Mobile Ad Click Prediction : Machine Learning Models behind the billion dollar Ad industry (Part-2)

An end to end case study on Avazu Ad click prediction data

Rohan_Thoma
16 min readJan 28, 2022

In the part-1 of this blog we have done the exploratory data analysis of the Avazu ad click data and engineered 5 new features which would be very useful for our problem. Now, we will see how to harness this data in the part-2 where we apply various machine learning models to tell apart ads that would be clicked and ads that won’t be clicked.

Let us look at the our performance metrics, machine learning objective and the constraints before we apply our models.

Mapping the business problem to a machine learning problem:

It is a binary classification problem as we predicting the probability that the ad will be clicked or not.

Performance metrics

  • Binary Log-loss: As we are dealing with probability values, log-loss is the best metric here as it not only penalizes when the model predicts the wrong output but also penalizes on the basis of how wrongly it predicts from the correct prediction.
  • Confusion matrix, precision and recall matrices: If we really want to measure how much value our model is adding to the real world , then log-loss alone cannot give us the picture. So, we really need to know how our model is performing for both the non-clicks and the clicks that’s where these metrics come into play and they are extremely useful in cases where the data is highly imbalanced like this scenario.

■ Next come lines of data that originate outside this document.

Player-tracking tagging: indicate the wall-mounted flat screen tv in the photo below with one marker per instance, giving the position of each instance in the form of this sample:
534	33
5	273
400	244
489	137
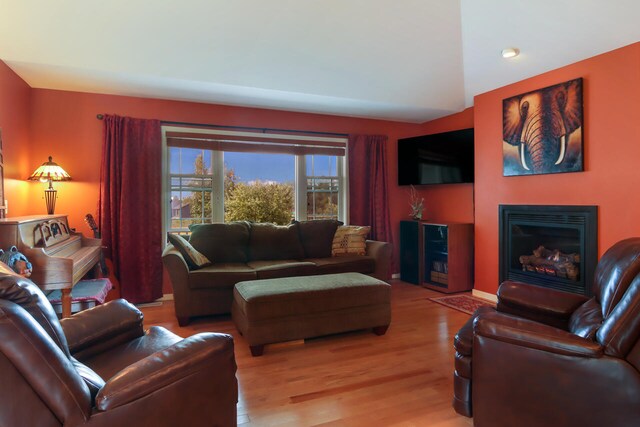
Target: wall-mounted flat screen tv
442	158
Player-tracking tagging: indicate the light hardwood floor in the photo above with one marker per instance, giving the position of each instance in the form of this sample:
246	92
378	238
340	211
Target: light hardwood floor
403	378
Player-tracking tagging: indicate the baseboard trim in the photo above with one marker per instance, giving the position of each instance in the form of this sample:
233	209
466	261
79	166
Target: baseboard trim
484	295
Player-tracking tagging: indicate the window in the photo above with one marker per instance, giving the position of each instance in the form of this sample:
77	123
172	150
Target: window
323	186
227	176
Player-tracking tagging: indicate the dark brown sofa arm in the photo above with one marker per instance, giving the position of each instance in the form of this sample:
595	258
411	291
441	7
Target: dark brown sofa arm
381	251
548	306
197	365
534	335
93	331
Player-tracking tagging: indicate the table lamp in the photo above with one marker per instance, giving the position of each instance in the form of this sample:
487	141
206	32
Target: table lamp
50	171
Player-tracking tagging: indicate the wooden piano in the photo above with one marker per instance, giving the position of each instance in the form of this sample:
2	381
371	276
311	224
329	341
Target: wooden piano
60	256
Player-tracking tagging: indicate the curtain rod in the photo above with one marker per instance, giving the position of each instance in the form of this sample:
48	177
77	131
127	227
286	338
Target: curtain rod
264	130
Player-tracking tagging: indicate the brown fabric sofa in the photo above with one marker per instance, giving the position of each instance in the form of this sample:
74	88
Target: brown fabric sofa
101	368
241	251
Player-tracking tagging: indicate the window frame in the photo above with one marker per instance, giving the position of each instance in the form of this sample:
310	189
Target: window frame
217	175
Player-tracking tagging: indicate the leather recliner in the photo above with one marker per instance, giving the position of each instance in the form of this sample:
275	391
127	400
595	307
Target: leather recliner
550	358
100	368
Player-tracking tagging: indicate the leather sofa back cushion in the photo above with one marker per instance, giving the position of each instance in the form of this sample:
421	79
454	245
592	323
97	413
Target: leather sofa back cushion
26	294
614	273
317	236
586	320
271	242
221	242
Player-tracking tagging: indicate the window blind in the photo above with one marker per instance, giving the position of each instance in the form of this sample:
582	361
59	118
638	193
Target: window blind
256	142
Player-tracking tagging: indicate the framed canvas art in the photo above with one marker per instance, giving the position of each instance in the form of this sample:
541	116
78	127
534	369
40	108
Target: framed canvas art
542	130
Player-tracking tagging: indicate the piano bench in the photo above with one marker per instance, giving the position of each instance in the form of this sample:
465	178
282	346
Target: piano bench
85	294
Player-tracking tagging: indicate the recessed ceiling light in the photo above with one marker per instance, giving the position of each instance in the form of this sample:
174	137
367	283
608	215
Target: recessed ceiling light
510	52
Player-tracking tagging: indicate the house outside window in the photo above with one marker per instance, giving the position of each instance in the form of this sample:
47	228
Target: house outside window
213	177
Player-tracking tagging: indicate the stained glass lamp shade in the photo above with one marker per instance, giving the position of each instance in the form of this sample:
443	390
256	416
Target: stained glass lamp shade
49	172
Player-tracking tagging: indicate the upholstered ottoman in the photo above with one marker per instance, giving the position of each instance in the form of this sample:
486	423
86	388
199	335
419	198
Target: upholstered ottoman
275	310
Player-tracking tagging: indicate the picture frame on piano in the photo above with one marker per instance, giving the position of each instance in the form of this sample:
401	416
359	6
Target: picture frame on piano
51	232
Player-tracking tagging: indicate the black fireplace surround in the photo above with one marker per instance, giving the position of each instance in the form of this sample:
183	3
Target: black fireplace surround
550	246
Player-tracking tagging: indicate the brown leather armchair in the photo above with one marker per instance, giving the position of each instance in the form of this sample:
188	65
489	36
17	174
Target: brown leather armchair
100	368
550	358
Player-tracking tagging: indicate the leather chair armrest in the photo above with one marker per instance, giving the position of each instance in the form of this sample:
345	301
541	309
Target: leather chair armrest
548	306
92	331
534	335
185	365
381	251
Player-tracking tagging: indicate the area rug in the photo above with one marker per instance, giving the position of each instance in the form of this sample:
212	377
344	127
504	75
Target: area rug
465	303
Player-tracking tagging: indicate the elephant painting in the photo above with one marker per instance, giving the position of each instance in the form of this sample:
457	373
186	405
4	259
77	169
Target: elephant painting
542	130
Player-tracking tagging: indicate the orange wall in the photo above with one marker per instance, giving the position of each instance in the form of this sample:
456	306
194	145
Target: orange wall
64	125
611	177
14	121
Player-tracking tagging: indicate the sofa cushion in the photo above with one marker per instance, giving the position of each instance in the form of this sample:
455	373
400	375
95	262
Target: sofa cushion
282	268
220	242
350	240
194	259
271	242
317	236
221	275
346	264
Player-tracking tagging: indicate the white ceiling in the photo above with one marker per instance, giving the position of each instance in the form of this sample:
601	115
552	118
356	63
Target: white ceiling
405	60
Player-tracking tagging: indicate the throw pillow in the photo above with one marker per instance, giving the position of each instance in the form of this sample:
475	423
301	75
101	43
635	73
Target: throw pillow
316	236
221	242
194	259
350	240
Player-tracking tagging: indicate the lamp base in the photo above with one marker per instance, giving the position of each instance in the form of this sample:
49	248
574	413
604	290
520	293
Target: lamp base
50	195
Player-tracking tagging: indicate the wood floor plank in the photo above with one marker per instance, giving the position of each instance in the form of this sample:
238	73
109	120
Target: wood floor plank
402	378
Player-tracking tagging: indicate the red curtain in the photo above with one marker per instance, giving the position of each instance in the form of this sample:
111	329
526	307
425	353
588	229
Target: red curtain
368	189
130	207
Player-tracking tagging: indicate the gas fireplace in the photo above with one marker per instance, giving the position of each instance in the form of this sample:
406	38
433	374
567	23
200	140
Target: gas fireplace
550	246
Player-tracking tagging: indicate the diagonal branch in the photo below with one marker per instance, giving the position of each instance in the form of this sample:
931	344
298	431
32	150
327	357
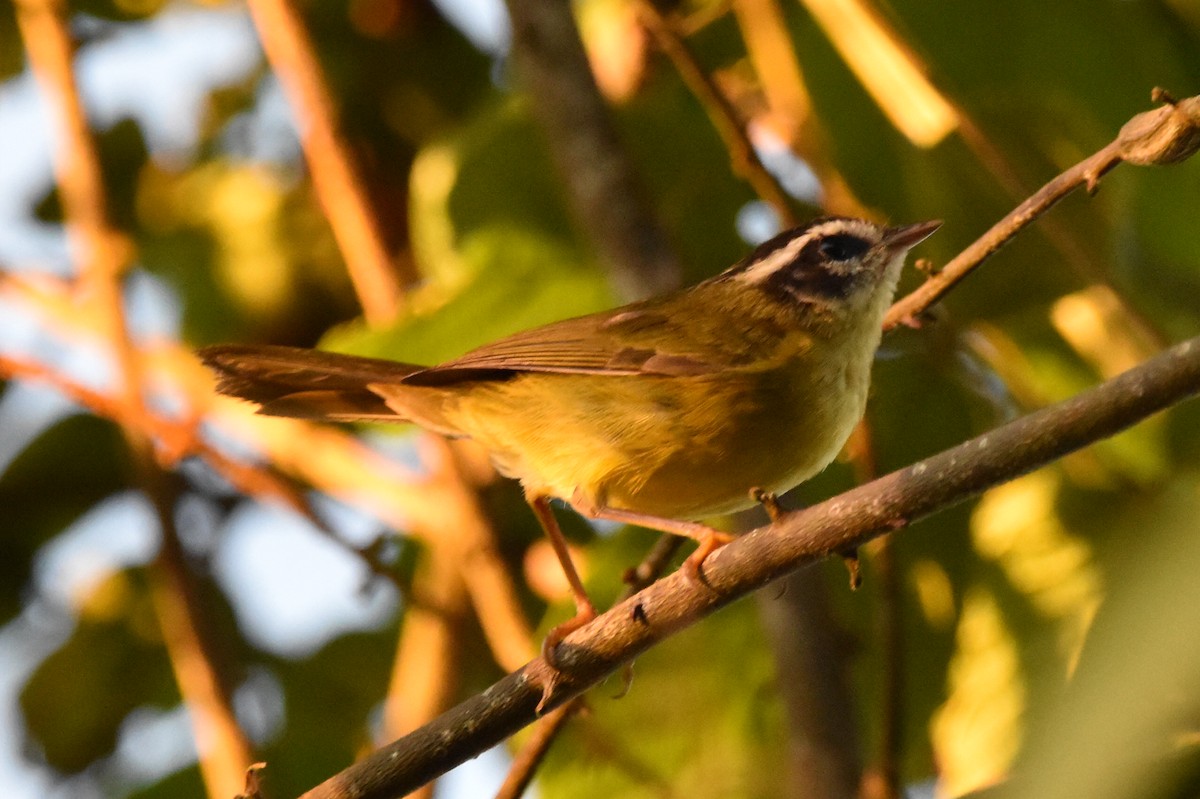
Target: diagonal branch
595	168
798	539
1164	136
335	179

Machine Learning Objective

We need our model to have test binary log-loss as low as possible.

Constraints

  • Low latency: We only have seconds to grab a viewer’s attention and on mobile devices people tend to browse quickly, and skip things of no interest. So it is very important that we need to get the ads that are having highest probability of clicking and then display them in the ranking order in the actual business application. So low latency is extremely important.
  • Interpretability: We need to understand what kind of features make an ad more clickable so that we can get a better insight about how to maximize the ad revenue.

Data preparation

Here as we have the time stamps for the data we can perform time based splitting of the data and the data is already ordered according to the stamps , then we can split directly without shuffling.

Let us check the distribution of the classes in the train and the test data.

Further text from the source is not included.